In [1]:
import torch
import torch.nn as nn
import torch.nn.functional as F
from torchtext import data, vocab
import torch.optim as optim
import pandas as pd
from tqdm import tqdm
import random
import re
import spacy

SEED = 1994

torch.manual_seed(SEED)
torch.cuda.manual_seed(SEED)
torch.backends.cudnn.deterministic = True

Generating bigrams as suggested by FastText. It appends bigrams to the end of the sentences.

In [2]:
def generate_bigrams(x):
    n_grams = set(zip(*[x[i:] for i in range(2)]))
    for n_gram in n_grams:
        x.append(' '.join(n_gram))
    return x

In [3]:
TEXT = data.Field(tokenize='spacy', preprocessing=generate_bigrams)
LABEL = data.LabelField(sequential=False, use_vocab=False, dtype = torch.float)

Training only on 10% of the original dataset ~150,000 tweets

In [4]:
df = data.TabularDataset(
        path='subset.csv', format='csv',
        fields=[('text', TEXT), ('label', LABEL)],
        skip_header = True)

In [5]:
train_data, valid_data = df.split(random_state=random.seed(SEED))

In [6]:
print(f'Number of training examples: {len(train_data)}')
print(f'Number of validation examples: {len(valid_data)}')

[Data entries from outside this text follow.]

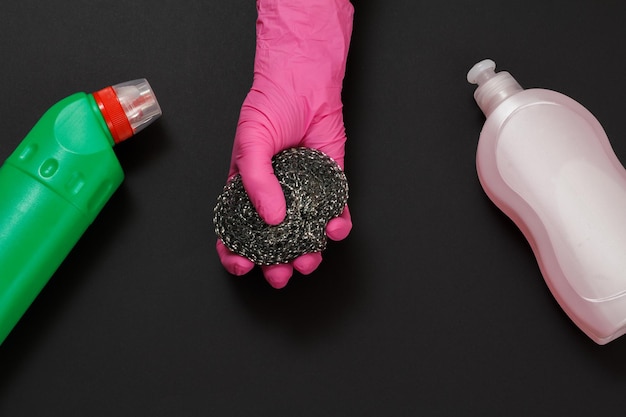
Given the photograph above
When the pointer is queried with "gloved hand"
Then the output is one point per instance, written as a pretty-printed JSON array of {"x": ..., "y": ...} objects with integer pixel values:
[{"x": 295, "y": 100}]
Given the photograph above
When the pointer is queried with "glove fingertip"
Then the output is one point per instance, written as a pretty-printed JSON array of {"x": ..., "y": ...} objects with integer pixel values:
[
  {"x": 278, "y": 275},
  {"x": 233, "y": 263}
]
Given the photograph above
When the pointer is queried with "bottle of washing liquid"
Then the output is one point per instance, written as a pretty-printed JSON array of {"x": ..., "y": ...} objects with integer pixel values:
[
  {"x": 56, "y": 182},
  {"x": 546, "y": 162}
]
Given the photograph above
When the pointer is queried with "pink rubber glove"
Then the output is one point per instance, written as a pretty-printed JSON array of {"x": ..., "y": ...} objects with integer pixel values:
[{"x": 295, "y": 100}]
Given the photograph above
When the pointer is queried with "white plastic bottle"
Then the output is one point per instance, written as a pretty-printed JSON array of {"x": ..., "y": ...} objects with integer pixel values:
[{"x": 546, "y": 162}]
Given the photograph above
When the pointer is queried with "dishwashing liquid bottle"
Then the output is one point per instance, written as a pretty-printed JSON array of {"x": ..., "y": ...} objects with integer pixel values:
[
  {"x": 56, "y": 182},
  {"x": 546, "y": 162}
]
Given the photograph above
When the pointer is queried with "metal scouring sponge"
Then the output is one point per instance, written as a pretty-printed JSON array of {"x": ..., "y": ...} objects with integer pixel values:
[{"x": 316, "y": 190}]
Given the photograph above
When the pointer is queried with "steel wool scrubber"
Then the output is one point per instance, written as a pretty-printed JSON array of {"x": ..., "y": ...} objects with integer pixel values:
[{"x": 316, "y": 190}]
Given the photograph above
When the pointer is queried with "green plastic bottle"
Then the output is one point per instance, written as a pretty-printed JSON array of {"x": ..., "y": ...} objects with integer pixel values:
[{"x": 56, "y": 182}]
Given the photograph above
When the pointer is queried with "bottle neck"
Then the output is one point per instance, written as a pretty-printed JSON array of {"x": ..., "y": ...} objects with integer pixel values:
[{"x": 495, "y": 90}]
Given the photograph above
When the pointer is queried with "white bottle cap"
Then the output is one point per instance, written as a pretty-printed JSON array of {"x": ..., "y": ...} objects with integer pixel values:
[{"x": 493, "y": 88}]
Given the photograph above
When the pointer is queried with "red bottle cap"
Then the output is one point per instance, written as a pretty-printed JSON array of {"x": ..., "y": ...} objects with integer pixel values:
[{"x": 127, "y": 108}]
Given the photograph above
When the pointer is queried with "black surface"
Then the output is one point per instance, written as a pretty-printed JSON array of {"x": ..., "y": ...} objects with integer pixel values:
[{"x": 433, "y": 306}]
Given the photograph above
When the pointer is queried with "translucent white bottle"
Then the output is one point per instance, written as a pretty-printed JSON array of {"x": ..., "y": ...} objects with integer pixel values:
[{"x": 546, "y": 162}]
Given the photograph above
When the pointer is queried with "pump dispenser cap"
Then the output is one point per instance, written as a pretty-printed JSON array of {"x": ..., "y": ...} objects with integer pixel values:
[
  {"x": 128, "y": 107},
  {"x": 493, "y": 88}
]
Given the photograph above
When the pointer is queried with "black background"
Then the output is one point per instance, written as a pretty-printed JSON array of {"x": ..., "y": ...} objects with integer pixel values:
[{"x": 433, "y": 306}]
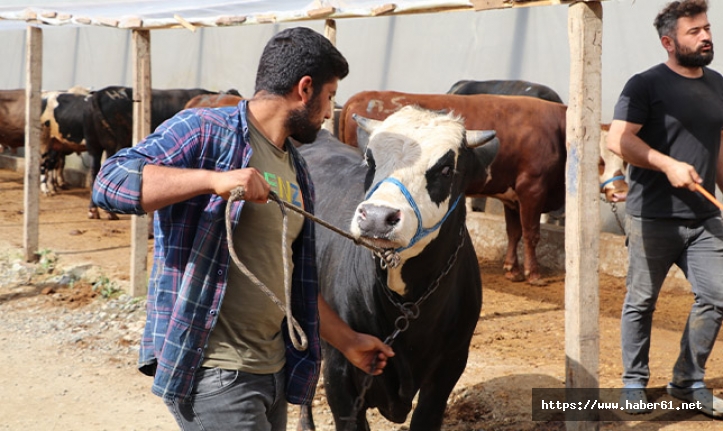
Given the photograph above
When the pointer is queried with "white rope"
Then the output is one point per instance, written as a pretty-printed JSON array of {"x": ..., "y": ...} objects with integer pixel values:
[{"x": 296, "y": 333}]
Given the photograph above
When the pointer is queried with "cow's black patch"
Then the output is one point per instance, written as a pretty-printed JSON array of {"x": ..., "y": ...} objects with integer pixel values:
[
  {"x": 439, "y": 178},
  {"x": 372, "y": 165}
]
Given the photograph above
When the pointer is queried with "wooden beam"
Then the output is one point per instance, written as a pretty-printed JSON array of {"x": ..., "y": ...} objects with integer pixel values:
[
  {"x": 582, "y": 210},
  {"x": 330, "y": 33},
  {"x": 141, "y": 129},
  {"x": 33, "y": 101}
]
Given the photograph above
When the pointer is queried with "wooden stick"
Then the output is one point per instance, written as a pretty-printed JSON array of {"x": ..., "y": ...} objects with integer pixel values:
[{"x": 708, "y": 196}]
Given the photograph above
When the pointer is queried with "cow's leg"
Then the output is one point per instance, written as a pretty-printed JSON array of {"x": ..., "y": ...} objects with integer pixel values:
[
  {"x": 434, "y": 393},
  {"x": 59, "y": 175},
  {"x": 95, "y": 159},
  {"x": 530, "y": 223},
  {"x": 341, "y": 393},
  {"x": 514, "y": 234},
  {"x": 306, "y": 419},
  {"x": 47, "y": 168}
]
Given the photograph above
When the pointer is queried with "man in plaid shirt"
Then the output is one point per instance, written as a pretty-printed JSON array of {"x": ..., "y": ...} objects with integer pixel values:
[{"x": 216, "y": 345}]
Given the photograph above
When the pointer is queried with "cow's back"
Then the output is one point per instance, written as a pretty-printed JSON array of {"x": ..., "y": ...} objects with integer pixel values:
[
  {"x": 12, "y": 118},
  {"x": 531, "y": 133},
  {"x": 506, "y": 87}
]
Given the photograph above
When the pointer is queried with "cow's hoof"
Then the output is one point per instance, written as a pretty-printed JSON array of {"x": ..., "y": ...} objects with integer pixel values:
[
  {"x": 514, "y": 276},
  {"x": 537, "y": 281}
]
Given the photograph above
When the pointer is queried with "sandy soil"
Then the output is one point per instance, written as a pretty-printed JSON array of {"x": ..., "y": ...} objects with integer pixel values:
[{"x": 50, "y": 383}]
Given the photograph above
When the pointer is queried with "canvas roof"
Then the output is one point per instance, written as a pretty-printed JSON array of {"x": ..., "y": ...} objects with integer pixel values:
[{"x": 214, "y": 13}]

Number of training examples: 112000
Number of validation examples: 48000


In [7]:
train_data[5].text

['i',
 'feel',
 'so',
 'unbelievably',
 'hideously',
 'crap',
 'today',
 ' ',
 'but',
 'i',
 'have',
 'so',
 'much',
 'work',
 'to',
 'do',
 'i',
 'should',
 'just',
 'get',
 'on',
 'with',
 'it',
 '.',
 'should just',
 '  but',
 'get on',
 'just get',
 'so unbelievably',
 'feel so',
 'to do',
 'do i',
 'work to',
 'i have',
 'today  ',
 'crap today',
 'much work',
 'but i',
 'hideously crap',
 'it .',
 'unbelievably hideously',
 'on with',
 'i feel',
 'with it',
 'so much',
 'have so',
 'i should']

In [8]:
train_data[5].label

'0'

We are going to use pretrained GloVe vectors. The pretrained word embeddings for Twitter data comes in 4 sizes. I have chosen the largest word embedding (200 dimensions)

In [9]:
vec = vocab.Vectors('glove.twitter.27B.200d.txt')

In [13]:
TEXT.build_vocab(train_data, valid_data, max_size = 25000, vectors = vec)

In [14]:
LABEL.build_vocab(train_data)

In [15]:
print(f"Unique tokens in TEXT vocabulary: {len(TEXT.vocab)}")
print(f"Unique tokens in LABEL vocabulary: {len(LABEL.vocab)}")

Unique tokens in TEXT vocabulary: 25002
Unique tokens in LABEL vocabulary: 2


In [16]:
italy = TEXT.vocab.vectors[TEXT.vocab.stoi['italy']];italy

tensor([ 0.1135,  0.2170,  0.4643,  0.7430, -0.7222, -0.2391, -0.2278, -0.2432,
         0.9551, -0.8257,  0.1303,  0.0845, -0.9726, -0.2043, -0.0751, -0.3190,
        -0.1875, -0.0026, -0.5369,  0.1796,  0.2475, -0.2581, -0.4072,  0.3753,
         0.2138,  0.3937, -0.0552, -0.3846, -0.4128,  0.5225,  0.1712, -0.0910,
         0.5309,  0.8437,  0.6932, -0.6771,  0.5844, -0.1318,  0.0964,  0.3654,
         0.4073, -0.3495, -0.5212, -0.0173, -0.0656, -0.7051, -0.0181, -0.1174,
        -0.6284,  0.1590, -0.9738,  0.0019,  0.6969, -0.0835,  0.1399, -0.2120,
         0.6052,  0.2179, -0.0760, -0.3116, -0.4843,  0.8462, -0.0819,  0.3877,
         0.2572,  0.8986, -0.0341,  0.3691,  0.0783, -0.3254, -1.0125, -0.1220,
         1.0881,  0.6419, -0.2615,  0.0723, -0.4124,  0.1466,  0.2530,  0.0599,
         0.7032, -0.5501,  0.5050, -0.3880, -0.4303, -0.3041, -0.3142,  0.2204,
        -0.6796, -0.0640,  0.0872, -0.2838, -0.0974, -0.1704, -0.7401,  0.4895,
        -0.3014,  0.0279, -0.5424, -0.58

In [17]:
BATCH_SIZE = 64

device = torch.device('cuda' if torch.cuda.is_available() else 'cpu')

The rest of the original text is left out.